Large teams (10+ developers) often have multiple QA roles: manual testers, automation engineers, quality managers. Specialized roles allow depth.

The size isn't the only factor. Consider complexity. A simple CRUD app doesn't need dedicated QA. A financial system or healthcare app absolutely does.

QA at Startups vs Enterprises

Startups: Speed is critical. Often skip formal QA processes. But this creates technical debt. The best startups adopt lightweight QA: automated tests for critical features, some manual testing, quick bug triage. As the product matures, QA becomes more important.

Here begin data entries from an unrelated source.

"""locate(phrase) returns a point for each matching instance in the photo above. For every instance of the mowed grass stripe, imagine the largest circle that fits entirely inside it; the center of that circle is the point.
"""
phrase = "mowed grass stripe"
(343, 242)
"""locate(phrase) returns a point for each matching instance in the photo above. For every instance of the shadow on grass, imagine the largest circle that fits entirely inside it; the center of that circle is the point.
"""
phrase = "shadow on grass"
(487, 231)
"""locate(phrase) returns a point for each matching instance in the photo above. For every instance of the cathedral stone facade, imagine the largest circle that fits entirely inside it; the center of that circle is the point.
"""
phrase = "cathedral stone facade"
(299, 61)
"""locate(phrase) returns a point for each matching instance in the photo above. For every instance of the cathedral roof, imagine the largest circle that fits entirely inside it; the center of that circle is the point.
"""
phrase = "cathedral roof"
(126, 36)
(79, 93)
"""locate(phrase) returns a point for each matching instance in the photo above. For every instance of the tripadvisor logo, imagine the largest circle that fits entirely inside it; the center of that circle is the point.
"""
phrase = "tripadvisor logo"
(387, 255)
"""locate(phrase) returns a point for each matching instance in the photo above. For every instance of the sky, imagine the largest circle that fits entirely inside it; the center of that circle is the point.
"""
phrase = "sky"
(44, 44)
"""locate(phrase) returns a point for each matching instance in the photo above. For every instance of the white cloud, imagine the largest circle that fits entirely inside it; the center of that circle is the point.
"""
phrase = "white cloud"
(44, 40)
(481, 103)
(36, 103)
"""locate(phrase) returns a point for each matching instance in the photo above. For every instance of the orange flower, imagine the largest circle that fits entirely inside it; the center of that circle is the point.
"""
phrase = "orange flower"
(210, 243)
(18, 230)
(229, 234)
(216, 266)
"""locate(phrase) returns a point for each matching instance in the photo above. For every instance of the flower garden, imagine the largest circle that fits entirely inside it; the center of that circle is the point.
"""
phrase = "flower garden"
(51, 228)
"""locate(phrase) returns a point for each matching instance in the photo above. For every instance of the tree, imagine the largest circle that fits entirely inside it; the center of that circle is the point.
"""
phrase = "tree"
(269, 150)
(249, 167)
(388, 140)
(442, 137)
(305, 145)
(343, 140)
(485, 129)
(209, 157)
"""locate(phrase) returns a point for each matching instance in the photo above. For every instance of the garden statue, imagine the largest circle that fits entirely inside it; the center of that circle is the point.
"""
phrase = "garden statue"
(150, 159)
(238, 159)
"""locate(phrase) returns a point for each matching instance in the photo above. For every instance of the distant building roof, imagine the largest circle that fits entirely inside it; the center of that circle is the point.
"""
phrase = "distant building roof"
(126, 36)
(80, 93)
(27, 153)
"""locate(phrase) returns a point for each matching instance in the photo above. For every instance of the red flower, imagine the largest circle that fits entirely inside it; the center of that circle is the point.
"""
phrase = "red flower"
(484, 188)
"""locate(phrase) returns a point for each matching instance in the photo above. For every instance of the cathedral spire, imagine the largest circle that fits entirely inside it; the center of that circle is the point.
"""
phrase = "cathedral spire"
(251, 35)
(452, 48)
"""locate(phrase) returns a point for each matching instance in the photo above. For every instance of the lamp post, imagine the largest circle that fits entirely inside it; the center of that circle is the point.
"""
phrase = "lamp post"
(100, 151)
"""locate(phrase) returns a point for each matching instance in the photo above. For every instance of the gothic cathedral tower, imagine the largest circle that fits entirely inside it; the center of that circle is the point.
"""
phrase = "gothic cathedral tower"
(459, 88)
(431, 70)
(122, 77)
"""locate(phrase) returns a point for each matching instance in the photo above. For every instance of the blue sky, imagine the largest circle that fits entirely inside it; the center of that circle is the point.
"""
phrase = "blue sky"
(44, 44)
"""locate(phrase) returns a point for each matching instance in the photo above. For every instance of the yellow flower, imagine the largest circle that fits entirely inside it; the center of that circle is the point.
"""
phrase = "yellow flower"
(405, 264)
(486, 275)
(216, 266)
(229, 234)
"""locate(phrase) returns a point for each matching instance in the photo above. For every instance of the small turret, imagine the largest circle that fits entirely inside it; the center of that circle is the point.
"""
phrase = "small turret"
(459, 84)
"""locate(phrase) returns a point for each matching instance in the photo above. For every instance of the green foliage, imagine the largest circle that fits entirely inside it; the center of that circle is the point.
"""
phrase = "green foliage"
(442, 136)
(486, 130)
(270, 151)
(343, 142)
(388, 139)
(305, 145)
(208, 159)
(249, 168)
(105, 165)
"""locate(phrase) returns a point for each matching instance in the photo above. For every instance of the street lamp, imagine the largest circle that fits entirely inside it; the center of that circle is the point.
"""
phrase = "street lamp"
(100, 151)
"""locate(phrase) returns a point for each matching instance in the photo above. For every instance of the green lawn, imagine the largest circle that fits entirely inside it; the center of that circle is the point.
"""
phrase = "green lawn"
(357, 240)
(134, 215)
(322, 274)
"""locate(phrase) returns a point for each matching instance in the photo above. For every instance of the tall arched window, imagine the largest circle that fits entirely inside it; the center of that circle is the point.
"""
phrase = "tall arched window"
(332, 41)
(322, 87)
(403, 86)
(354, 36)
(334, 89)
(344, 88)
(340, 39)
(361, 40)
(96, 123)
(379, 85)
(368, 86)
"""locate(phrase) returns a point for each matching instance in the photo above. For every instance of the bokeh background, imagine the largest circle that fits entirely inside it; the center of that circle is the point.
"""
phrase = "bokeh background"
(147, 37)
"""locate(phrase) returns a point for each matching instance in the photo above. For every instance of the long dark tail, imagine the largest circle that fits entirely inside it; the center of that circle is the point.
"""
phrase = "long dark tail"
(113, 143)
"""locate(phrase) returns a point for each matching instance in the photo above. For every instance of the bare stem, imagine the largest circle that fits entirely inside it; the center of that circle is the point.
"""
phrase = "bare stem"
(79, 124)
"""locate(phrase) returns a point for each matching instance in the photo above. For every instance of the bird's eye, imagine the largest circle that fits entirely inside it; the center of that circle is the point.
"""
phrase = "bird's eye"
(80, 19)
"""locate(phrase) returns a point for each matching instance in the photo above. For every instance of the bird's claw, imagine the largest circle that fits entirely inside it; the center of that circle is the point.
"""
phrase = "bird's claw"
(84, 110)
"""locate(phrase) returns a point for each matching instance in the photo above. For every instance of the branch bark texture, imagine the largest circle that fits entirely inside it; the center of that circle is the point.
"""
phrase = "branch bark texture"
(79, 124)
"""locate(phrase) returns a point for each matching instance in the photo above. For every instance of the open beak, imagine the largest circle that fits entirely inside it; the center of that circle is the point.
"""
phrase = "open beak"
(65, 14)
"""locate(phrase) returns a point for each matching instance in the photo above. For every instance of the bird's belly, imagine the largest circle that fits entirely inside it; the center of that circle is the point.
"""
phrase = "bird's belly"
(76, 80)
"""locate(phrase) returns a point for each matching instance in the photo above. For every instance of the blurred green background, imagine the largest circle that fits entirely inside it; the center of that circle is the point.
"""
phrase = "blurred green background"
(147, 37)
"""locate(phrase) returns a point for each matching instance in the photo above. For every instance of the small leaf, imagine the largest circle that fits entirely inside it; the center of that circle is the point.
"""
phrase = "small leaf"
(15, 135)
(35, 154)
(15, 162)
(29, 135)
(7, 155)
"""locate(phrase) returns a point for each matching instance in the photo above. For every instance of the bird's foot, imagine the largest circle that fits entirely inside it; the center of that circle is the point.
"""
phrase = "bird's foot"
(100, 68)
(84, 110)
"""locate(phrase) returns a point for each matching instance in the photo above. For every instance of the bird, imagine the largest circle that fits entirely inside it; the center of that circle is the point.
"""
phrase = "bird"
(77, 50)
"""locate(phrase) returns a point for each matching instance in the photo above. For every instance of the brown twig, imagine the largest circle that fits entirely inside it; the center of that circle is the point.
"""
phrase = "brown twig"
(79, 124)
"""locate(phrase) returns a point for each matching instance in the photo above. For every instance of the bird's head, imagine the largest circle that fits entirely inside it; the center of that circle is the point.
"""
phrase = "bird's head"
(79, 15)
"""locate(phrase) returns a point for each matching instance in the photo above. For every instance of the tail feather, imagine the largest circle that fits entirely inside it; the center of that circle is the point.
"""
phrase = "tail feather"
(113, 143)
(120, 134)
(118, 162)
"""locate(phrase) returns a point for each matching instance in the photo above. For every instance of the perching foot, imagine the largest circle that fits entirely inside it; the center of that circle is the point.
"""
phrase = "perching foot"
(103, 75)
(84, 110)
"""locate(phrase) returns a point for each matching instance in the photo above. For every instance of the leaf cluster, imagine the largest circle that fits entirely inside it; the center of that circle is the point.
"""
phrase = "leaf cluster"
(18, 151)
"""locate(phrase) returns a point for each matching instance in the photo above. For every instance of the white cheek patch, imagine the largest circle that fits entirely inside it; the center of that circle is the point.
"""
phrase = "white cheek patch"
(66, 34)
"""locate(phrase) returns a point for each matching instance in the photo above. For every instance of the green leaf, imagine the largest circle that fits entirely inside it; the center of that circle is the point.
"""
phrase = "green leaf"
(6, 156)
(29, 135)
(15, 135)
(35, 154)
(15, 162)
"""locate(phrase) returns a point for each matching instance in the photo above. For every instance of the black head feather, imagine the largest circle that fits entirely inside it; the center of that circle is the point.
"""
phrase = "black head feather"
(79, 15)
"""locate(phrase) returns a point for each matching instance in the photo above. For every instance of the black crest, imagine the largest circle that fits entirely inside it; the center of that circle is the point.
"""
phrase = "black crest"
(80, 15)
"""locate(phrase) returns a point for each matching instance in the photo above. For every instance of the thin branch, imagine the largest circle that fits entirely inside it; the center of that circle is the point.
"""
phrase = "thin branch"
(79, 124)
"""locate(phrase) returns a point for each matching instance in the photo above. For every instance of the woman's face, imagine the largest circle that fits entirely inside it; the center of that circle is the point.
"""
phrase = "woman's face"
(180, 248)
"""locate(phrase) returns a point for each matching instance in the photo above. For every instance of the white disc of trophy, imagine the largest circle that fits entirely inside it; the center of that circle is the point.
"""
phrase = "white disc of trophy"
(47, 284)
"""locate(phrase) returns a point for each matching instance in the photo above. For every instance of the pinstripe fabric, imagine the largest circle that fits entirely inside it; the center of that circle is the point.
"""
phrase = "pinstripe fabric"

Enterprises: QA is formalized. Detailed test plans, strict bug tracking, sign-offs before release. More process but better control. The challenge: bureaucracy can slow things down. The best enterprises optimize QA process to be thorough but efficient.

Key Takeaways

QA is more than testing. It's a process ensuring quality throughout development. QA roles vary by team size. Integrate QA early (shift-left) rather than as an end-stage gate. Use both automated and manual testing. Write clear test plans and bug reports. Track bugs and verify fixes. Include UAT for client-facing software. Non-functional testing (performance, security, accessibility) is as important as functional testing. QA is most effective when it's collaborative, not adversarial.